County Executive Pat Ryan is joining elected officials across New York State to demand the funding for the Joseph P. Dwyer Veterans Peer Support Project be released to veteran organizations.

The Joseph P. Dwyer Veterans Peer Support Project is a peer-to-peer program for Veterans suffering from Post-Traumatic Stress Disorder (PTSD) and Traumatic Brain Injury (TBI). The project is named after Joseph P. Dwyer, a U.S. Army Medic in the Iraq war, who died in 2008 from struggles with PTSD.

“The Dwyer Veteran Peer Support Project is a vital program that saves lives,” Ryan said. “Today I am calling on New York State to fund this program immediately because we cannot wait any longer. Even before the pandemic, we were already in the midst of an epidemic of suicide. As a veteran, this is deeply personal, and every day that we are not taking action is a day too long.”

The project began in 2012 as a partnership with the Suffolk County United Veterans program and the Suffolk County Veterans Service Agency.

Around 20 veterans commit suicide each day and veterans are 1.5 times more likely to die from suicide than Americans who didn’t serve.

The program’s mission is to, “[support] military veterans that experience Post-Traumatic Stress and other moral injuries that lead to suicide and substance abuse.” It trains Veterans to speak to one another in an attempt to provide non-clinical support. This way they can speak to people who have experienced similar things as them.

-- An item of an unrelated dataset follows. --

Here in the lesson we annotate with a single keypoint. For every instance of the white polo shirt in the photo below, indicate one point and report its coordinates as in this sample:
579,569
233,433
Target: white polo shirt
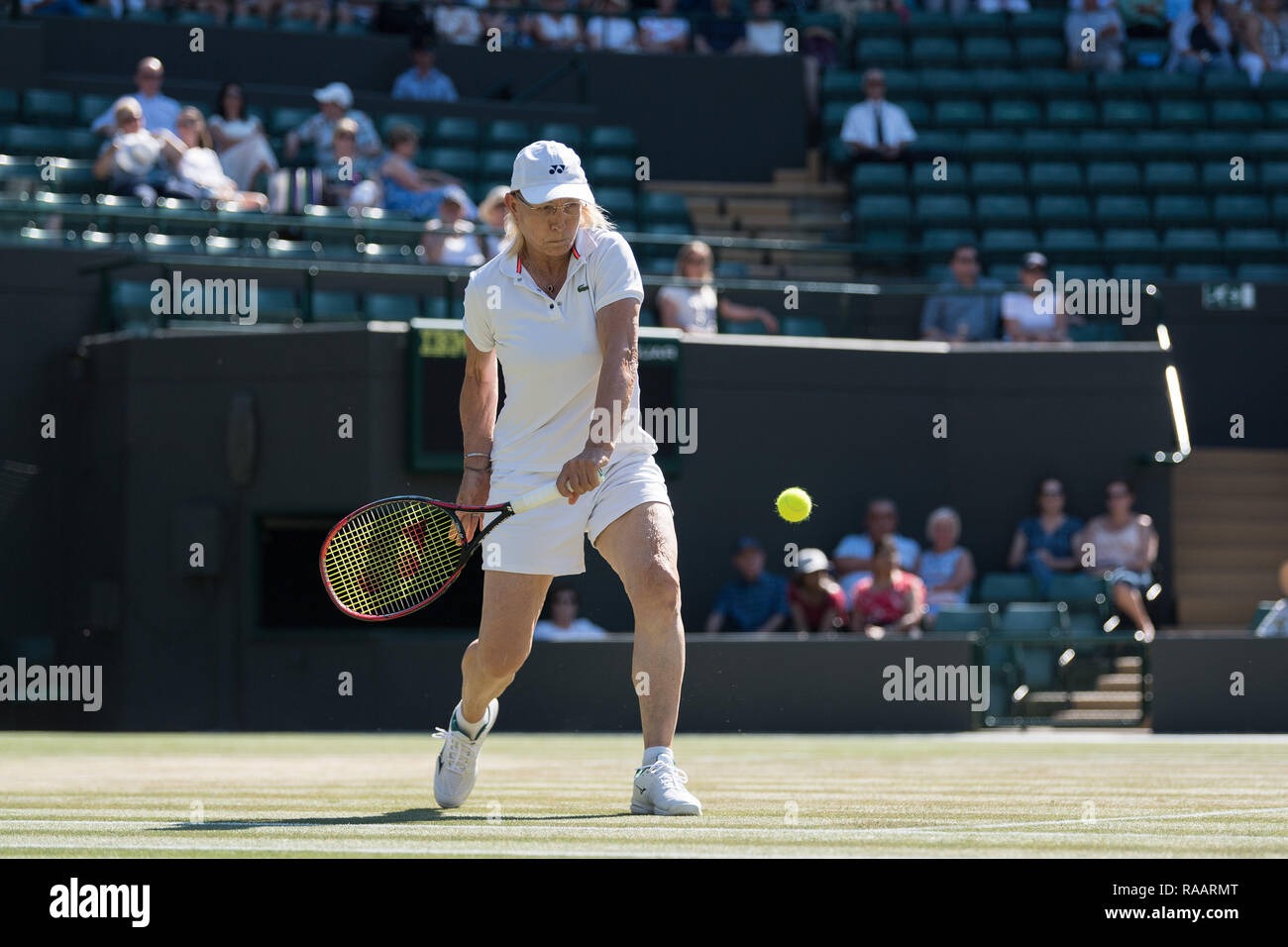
549,352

The Hudson Valley Center for Veteran Reintegration (HVCVR) is located at 320 Enterprise Drive in Kingston and holds The Vet2vet program, which attempts to combat the daily challenges faced by veterans, who will serve as peer specialists and host group and individual meetings with others who are looking for support.

Programs and meeting dates for 2021 will include yoga and peer support groups, but dates are yet to be determined.
Events will include: Walk-A-Mile in My Shoes which will occur in August, as well as a 56 Mile Walk from Kingston to Albany by veterans that will take place over 22 hours.

“Veteran Peers work to eliminate the stigmas and labels by advocating, supporting, and providing a connection that empowers one another” according to the HVCVR website. “Veteran Peers engage in continuous training and look at identifying the best practices for addressing the needs of each veteran served.”

One of the 26 County run Dwyer Veteran Peer Support Projects, The Hudson Valley Center for Veteran Reintegration is owed a cumulative $300,000 according to Ryan’s press release. This includes fees held from last year and allocations from this year that have yet to be received.

Gov. Cuomo’s Executive Budget proposal for 2021-22 did not include funding for the Dwyer Program, compared to last year’s 2020-21 Budget which provided about $4.5 million.

“Our programs surrounding the Hudson Valley, and throughout New York State are currently operating on zero budget for over a year,” said Executive Director of the Hudson Valley Center for Veteran Reintegration Kevin Keaveny.

Senator Fred Akshar and other members of the Senate Republican Conference wrote a letter on Jan. 14, addressing Senator John Brooks, Chair of the Senate Standing Committee on Veterans, Homeland Security and Military Affairs to release the funding for the Joseph P. Dwyer Peer Support Project.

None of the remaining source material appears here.